Hi community,
We have been running Istio 1.4.6 with istio operator in a multicluster setup with replicated control planes with our own Root CA, and decided to upgrade to Istio 1.5.1, also using the operator.
It seems everything is working okay when using the self signed certificates (not in multicluster), but when we plug in our own CA, envoy proxies fail to load the certificates.

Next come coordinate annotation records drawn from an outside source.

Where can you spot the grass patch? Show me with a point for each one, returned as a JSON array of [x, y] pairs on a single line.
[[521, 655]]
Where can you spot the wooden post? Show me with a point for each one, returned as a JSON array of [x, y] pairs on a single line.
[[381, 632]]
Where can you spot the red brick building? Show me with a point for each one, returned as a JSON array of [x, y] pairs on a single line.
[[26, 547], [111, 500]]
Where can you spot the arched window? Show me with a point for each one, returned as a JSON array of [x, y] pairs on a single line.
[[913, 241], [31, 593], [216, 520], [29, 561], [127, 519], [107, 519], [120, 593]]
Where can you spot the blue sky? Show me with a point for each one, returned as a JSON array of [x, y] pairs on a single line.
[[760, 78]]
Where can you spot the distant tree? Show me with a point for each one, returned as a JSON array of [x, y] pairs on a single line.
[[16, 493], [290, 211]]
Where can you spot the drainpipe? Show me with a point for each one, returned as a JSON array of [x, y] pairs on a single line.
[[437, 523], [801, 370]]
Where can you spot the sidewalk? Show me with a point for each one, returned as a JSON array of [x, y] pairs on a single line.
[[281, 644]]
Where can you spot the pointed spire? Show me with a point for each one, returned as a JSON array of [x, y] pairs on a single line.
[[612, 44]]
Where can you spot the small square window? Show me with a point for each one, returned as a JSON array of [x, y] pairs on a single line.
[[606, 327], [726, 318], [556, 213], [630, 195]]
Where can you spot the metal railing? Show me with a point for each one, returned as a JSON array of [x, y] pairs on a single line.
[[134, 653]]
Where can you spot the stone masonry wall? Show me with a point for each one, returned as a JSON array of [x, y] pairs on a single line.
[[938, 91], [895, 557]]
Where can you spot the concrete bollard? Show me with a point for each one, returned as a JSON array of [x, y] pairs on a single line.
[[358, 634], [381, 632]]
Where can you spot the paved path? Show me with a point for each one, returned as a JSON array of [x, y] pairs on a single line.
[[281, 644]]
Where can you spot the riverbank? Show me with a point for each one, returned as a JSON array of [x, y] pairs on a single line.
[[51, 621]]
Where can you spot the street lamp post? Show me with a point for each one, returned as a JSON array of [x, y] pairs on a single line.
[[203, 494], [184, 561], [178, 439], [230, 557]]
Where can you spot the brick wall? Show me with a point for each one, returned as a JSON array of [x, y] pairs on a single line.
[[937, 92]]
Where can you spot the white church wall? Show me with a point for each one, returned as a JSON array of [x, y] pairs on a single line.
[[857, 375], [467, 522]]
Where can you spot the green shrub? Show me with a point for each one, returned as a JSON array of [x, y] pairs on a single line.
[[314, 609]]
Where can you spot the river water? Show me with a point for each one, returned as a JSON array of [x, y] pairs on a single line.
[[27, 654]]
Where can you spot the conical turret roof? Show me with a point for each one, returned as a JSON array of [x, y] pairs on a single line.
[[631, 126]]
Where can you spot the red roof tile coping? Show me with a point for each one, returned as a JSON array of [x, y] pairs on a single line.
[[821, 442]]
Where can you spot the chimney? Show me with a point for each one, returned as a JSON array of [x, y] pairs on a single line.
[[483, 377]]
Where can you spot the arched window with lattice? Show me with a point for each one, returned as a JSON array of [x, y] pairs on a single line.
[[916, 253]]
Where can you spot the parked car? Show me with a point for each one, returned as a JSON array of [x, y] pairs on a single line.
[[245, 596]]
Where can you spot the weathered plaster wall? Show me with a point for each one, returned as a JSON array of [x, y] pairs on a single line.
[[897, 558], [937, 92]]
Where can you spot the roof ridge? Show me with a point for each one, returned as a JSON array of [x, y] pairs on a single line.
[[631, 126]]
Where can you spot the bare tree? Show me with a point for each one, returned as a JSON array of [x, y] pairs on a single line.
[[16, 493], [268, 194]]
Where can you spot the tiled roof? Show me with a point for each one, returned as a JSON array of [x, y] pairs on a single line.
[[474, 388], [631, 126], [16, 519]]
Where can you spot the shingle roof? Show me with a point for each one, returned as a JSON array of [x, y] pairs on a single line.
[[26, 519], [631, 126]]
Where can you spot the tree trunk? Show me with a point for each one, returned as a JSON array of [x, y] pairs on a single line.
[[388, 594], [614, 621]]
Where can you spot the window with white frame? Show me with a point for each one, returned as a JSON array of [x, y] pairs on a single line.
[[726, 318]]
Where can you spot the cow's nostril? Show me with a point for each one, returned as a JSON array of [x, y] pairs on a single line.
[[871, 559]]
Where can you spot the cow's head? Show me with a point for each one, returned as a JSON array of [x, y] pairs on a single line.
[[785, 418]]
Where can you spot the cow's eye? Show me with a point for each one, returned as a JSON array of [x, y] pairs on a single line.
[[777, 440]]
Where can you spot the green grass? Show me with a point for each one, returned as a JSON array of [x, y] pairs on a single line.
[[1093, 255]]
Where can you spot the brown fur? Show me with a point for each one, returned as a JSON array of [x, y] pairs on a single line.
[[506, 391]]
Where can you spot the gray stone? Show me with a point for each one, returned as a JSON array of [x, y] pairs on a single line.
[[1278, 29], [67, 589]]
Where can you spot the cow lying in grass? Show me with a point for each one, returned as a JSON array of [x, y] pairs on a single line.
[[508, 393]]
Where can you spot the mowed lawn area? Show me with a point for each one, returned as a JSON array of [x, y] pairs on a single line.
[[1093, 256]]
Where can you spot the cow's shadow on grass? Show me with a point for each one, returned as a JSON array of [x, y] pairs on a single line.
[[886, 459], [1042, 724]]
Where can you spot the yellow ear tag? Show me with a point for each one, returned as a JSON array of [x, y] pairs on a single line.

Below, are the logs from an envoy proxy:
2020-04-03T11:18:29.393893Z info Using user-configured CA istio-pilot.istio- system.svc:15012
2020-04-03T11:18:29.393967Z info istiod uses self-issued certificate
2020-04-03T11:18:29.394152Z info the CA cert of istiod is: -----BEGIN CERTIFICATE-----
MIIGdTCCBF2gAwIBAgIRAJwJ+0liyhvFmJ0o6pN3kOgwDQYJKoZIhvcNAQEMBQAw
STEPMA0GA1UECgwGTGF5ZXI4MTYwNAYDVQQDDC1MYXllcjggSXN0aW8gUm9vdCBD
ZXJ0aWZpY2F0aW9uIEF1dGhvcml0eSBERVYwHhcNMjAwMjI3MDAwMDAwWhcNMzAw
MjI3MTYxNTQ4WjBJMQ8wDQYDVQQKDAZMYXllcjgxNjA0BgNVBAMMLUxheWVyOCBJ
c3RpbyBSb290IENlcnRpZmljYXRpb24gQXV0aG9yaXR5IERFVjCCAiIwDQYJKoZI
....
Z1VizAYNXCiBGa406o43aKvImvZwPA3khw==
-----END CERTIFICATE-----
2020-04-03T11:18:29.394764Z info parsed scheme: ""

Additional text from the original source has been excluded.